The police and the park authorities were losing the public relations battle. The headlines read “Park monster still at large – No clues”, and “Exclusive: Predator victim ‘flees planet’!”
Then, one day, three of the ladies from Momori’s church ladies’ group came bounding up the path. “Have you heard on the radio?” they chorused. “A man has been atta
cked by parmandas. He was not even in the park but on foot near the boundary when a whole hive flew at him and engulfed him.
“They’ve taken him to hospital but he’s in a bad way. Some people are saying it might be the man who attacked you, Jalli.” They were still recounting what the radio was saying when the police arrived and asked to speak with Jalli. They suspected the man in the hospital was indeed the assailant. They were doing tests to see if he was a match with the forensic samples they had taken. They needed Jalli to identify him. They produced a picture of a man in rather a bad way. His face was swollen and Jalli could hardly see his eyes behind swollen lids.
“I can’t be sure from this, but it could be him. He is definitely the right build.” The policeman reluctantly conceded that in the state the man’s face was in, it was a “big ask”.
And, in truth, although Jalli wanted the man caught, she did not want all that would follow. She had heard tales about what defence lawyers put the victims through in the witness box. And she didn’t want to have to stand up in front of the whole world and explain how she had done exactly what the man asked, because she knew there was no way she could have fought him off, and all she wanted to do was be in as fit a state as possible to get to Jack. At first she was convinced she had done the right thing. Her grandma, Matilda and the police had all told her so too. But now, she knew, people were going to doubt her story. The defence was probably going to say she was a consenting partner.

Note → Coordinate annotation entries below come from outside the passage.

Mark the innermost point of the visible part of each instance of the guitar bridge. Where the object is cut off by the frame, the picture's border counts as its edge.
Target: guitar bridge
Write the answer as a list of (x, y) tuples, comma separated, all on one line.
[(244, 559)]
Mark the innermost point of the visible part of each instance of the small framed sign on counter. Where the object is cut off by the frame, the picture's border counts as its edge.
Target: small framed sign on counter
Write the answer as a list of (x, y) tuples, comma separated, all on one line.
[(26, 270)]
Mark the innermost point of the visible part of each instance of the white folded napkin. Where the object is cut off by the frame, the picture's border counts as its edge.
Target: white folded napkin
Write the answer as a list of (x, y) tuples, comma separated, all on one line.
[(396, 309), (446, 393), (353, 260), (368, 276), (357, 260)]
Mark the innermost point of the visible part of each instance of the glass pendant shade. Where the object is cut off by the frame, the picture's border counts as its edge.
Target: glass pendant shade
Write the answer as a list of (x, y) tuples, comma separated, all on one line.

And Jack had gone, apparently forever, to some far away planet. That would not help her story either. In many ways, it seemed it was her word against this monster’s. Could he be convicted beyond reasonable doubt? She was even beginning to doubt herself. All her life Jalli had dared to be different. Now she just wished the world would leave her alone. She really wanted to blend into the background and be totally unnoticed. She had given up wearing her bright colours and sought out the drabbest, most shapeless clothes she could find. As the police spoke to her she was wearing a man’s shirt two sizes too big for her that she had picked up in a second-hand shop. It was grey and just looked wrong against her, now roughly combed, chestnut hair. In the witness box she would make a poor impression unless she smartened up a lot. By then the defence were going to have the perpetrator in suit and tie, and train him to speak politely to the judge and appeal to the jury.